New York City has several candy meccas: Dylan's Candy Bar, Economy Candy, the Hershey Store, and Max Brenner. Other notable candy shops I've visited are The Olde Candy Shoppe in Boston, with walls lined up to the ceiling with jars of candy and eccentric antiques like stuffed leopards and weird lamps; a candy store in Madrid that had every inch of wall covered with displays of colorful, barely identifiable candy, dried fruit, and nuts, and of course the candy store in the biggest mall in the Caribbean, Plaza las Americas, where as a child I would always buy a bag of gummy worms and eat them as I followed my mom and my aunt to boring stores. What they all have in common: sheer, beautiful, colorful quantity and variety.

Candy stores, like Halloween, are once in a while explorations. To do them more often than once is to kill their magic, which is exactly what the overabundance of candy aisles has done. They create the possibility of candy so often that a treat becomes a threat. There is something incredibly thrilling about seeing stacks and stacks of candy, gummy bears, coconut chocolate turtles, sour patch kids, twizlers, malt balls, hard candies, M&M's arranged in blues, reds, pinks, yellows, greens, gummy sharks, chocolate-covered peanuts... it goes on and on and on... then dipping a small shovel into a chosen bin and scooping out loot. Once again you're creating a stash. Its like a mini-Halloween, an event and a trip, instead of a bad idea. Because the other thing these stacks and stacks of candy do to a child is they overwhelm them. They couldn't possibly have all of it, much less stuff it all into a bag, so they become selective. They create assortments that won't bleed into the rest of the week because the portion control is built in and more than anything they are getting exactly what they want.
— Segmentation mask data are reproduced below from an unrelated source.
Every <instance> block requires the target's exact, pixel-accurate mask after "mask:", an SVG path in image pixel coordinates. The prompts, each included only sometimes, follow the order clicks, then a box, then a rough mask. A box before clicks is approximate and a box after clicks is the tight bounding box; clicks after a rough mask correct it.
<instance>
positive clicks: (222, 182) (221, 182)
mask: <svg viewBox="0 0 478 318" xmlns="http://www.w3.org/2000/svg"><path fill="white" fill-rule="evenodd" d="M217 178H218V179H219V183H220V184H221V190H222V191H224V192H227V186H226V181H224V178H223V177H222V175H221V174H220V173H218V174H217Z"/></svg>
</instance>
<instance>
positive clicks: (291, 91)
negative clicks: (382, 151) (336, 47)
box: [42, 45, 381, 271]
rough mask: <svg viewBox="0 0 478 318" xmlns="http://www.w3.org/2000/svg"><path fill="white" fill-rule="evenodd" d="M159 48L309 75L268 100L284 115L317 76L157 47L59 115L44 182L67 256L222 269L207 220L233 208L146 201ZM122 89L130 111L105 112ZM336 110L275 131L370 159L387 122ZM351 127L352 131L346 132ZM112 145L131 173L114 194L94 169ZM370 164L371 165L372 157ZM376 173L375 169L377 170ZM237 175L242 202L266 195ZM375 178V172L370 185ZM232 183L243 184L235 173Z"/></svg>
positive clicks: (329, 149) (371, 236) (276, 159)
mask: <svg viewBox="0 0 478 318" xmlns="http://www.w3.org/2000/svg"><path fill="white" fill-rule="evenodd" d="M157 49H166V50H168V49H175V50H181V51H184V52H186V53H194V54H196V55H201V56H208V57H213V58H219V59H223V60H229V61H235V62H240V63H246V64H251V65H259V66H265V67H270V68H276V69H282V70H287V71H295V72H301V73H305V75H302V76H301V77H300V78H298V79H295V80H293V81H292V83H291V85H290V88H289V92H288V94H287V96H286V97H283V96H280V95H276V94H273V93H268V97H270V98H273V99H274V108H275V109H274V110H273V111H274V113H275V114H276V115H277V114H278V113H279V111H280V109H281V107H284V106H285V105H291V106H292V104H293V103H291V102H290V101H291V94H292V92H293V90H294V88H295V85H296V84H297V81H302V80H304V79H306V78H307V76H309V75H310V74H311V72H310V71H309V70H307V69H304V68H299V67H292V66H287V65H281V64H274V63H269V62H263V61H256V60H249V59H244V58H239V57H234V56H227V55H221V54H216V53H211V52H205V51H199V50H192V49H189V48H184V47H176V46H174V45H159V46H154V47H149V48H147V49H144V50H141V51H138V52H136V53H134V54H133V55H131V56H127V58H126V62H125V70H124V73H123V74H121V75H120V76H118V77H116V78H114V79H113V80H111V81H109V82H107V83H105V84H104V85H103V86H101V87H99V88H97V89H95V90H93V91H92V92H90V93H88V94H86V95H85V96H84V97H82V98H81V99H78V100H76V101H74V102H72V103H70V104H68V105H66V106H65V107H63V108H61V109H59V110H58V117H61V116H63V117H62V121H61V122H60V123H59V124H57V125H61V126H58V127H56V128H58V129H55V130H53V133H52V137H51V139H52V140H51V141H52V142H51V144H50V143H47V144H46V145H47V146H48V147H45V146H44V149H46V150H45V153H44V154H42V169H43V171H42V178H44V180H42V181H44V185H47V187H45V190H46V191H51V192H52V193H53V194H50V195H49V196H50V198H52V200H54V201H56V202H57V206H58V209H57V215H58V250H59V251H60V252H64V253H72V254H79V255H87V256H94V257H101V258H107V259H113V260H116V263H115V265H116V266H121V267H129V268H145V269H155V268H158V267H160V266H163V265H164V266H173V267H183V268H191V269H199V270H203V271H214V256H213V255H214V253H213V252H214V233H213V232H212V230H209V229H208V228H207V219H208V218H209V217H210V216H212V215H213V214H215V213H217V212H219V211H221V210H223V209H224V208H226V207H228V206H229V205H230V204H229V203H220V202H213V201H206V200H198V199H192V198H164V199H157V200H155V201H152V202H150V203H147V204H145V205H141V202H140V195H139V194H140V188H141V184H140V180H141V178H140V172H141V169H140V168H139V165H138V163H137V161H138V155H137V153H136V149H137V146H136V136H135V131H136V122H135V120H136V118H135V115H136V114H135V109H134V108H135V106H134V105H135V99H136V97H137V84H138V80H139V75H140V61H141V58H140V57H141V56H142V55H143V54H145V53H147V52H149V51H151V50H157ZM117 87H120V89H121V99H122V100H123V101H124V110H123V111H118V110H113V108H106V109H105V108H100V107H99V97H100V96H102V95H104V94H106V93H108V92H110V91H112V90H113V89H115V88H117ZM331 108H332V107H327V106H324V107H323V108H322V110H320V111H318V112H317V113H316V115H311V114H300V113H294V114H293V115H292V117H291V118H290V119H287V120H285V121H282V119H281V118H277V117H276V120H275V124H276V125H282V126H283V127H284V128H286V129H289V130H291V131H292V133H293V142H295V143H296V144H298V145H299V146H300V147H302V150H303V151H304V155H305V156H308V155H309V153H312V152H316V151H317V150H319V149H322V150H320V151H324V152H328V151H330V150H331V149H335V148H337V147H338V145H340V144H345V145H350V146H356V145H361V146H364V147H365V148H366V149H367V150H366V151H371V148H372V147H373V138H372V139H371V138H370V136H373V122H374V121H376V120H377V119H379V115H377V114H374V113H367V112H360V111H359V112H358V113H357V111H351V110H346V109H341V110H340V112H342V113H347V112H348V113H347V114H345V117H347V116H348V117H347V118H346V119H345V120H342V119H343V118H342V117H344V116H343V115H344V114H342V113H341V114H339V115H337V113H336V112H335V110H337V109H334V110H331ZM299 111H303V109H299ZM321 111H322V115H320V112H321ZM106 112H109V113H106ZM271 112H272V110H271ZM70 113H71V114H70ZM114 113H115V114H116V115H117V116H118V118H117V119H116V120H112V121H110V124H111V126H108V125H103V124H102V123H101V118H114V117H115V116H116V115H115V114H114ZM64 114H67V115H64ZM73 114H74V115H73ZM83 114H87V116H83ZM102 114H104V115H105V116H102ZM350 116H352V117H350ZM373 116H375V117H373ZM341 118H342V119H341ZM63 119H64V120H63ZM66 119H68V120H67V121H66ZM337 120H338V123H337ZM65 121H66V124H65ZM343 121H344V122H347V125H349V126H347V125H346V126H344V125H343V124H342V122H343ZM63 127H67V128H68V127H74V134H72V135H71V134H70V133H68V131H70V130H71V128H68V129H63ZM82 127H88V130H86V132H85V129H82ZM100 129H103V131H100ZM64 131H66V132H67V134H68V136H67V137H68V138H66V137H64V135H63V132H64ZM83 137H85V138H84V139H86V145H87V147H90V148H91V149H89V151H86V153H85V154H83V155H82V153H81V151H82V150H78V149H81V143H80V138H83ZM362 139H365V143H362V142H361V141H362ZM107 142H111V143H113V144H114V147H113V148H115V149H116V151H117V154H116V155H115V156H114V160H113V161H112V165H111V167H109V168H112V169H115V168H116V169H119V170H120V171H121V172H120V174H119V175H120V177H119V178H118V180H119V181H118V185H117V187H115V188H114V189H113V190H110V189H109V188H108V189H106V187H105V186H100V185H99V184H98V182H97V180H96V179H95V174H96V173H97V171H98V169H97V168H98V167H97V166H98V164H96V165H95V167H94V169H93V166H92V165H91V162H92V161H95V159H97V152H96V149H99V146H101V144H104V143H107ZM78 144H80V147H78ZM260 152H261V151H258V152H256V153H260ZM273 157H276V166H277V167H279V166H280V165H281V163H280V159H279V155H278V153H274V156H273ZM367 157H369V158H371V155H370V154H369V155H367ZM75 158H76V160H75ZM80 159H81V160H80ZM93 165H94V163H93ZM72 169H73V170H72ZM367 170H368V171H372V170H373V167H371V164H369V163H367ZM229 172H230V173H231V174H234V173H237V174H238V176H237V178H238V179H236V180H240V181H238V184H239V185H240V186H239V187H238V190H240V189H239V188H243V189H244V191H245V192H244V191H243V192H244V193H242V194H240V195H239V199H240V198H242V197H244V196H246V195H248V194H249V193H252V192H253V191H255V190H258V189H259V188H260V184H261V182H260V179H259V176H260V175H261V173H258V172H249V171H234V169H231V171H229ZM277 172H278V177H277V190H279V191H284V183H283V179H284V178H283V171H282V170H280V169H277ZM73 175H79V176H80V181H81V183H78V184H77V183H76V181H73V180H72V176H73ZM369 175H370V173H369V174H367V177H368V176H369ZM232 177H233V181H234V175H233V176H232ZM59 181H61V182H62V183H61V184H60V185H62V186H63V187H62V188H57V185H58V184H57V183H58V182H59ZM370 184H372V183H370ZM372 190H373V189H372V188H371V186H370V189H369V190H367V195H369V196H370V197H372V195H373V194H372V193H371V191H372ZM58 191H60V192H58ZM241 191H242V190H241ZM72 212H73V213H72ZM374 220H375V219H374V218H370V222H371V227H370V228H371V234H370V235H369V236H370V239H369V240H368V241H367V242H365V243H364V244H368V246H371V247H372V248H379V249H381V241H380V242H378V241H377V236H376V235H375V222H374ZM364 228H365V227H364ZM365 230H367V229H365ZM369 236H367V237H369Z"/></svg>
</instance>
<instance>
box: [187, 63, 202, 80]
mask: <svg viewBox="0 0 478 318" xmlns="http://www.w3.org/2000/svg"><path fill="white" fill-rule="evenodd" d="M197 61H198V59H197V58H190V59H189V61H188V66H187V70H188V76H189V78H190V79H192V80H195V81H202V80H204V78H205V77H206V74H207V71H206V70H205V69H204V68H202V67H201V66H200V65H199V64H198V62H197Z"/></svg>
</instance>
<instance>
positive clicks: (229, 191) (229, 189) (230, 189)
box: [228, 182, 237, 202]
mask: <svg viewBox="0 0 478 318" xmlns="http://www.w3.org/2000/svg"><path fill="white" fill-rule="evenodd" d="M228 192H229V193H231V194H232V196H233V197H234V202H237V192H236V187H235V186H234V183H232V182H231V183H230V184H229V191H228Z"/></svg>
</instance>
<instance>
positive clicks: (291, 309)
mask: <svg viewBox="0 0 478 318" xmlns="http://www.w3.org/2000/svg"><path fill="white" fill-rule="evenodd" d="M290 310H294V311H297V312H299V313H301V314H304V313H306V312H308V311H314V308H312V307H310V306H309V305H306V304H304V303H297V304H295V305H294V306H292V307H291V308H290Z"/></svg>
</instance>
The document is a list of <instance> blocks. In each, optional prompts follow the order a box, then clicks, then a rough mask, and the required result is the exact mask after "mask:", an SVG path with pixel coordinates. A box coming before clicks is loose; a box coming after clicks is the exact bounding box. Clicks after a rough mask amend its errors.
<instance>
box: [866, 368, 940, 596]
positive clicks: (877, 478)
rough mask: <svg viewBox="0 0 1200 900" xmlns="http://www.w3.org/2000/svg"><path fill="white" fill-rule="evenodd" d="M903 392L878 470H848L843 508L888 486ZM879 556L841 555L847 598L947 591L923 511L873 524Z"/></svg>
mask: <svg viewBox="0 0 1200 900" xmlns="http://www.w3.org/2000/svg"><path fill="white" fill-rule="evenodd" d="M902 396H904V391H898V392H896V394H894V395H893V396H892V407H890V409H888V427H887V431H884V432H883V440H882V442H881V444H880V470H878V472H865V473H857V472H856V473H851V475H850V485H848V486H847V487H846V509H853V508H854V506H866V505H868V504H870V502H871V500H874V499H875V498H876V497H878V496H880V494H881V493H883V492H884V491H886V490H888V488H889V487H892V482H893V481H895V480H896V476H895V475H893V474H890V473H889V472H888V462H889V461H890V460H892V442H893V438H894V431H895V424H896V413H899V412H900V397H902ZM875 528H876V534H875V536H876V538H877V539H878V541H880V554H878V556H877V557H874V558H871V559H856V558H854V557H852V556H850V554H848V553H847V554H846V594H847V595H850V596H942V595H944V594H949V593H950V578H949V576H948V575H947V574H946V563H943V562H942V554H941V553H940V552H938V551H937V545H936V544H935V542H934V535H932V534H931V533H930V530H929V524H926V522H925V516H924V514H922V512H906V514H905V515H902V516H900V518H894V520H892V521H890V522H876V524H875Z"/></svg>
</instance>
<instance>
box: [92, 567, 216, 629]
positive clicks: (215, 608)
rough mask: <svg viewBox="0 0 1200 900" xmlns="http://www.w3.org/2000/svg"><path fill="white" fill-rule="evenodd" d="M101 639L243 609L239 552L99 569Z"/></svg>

So if you want to boycott anything, boycott the candy aisles and large bags of generic candy shit. Get the good stuff. Its a bit of a walk (all candy stores require a bit of a walk) and the quality is infinitely better. And if you need a fix now, don't go downstairs to the deli, just visit the reception area. They usually have a little bowl of sin taunting the poor receptionist. Or, you know, have a cookie.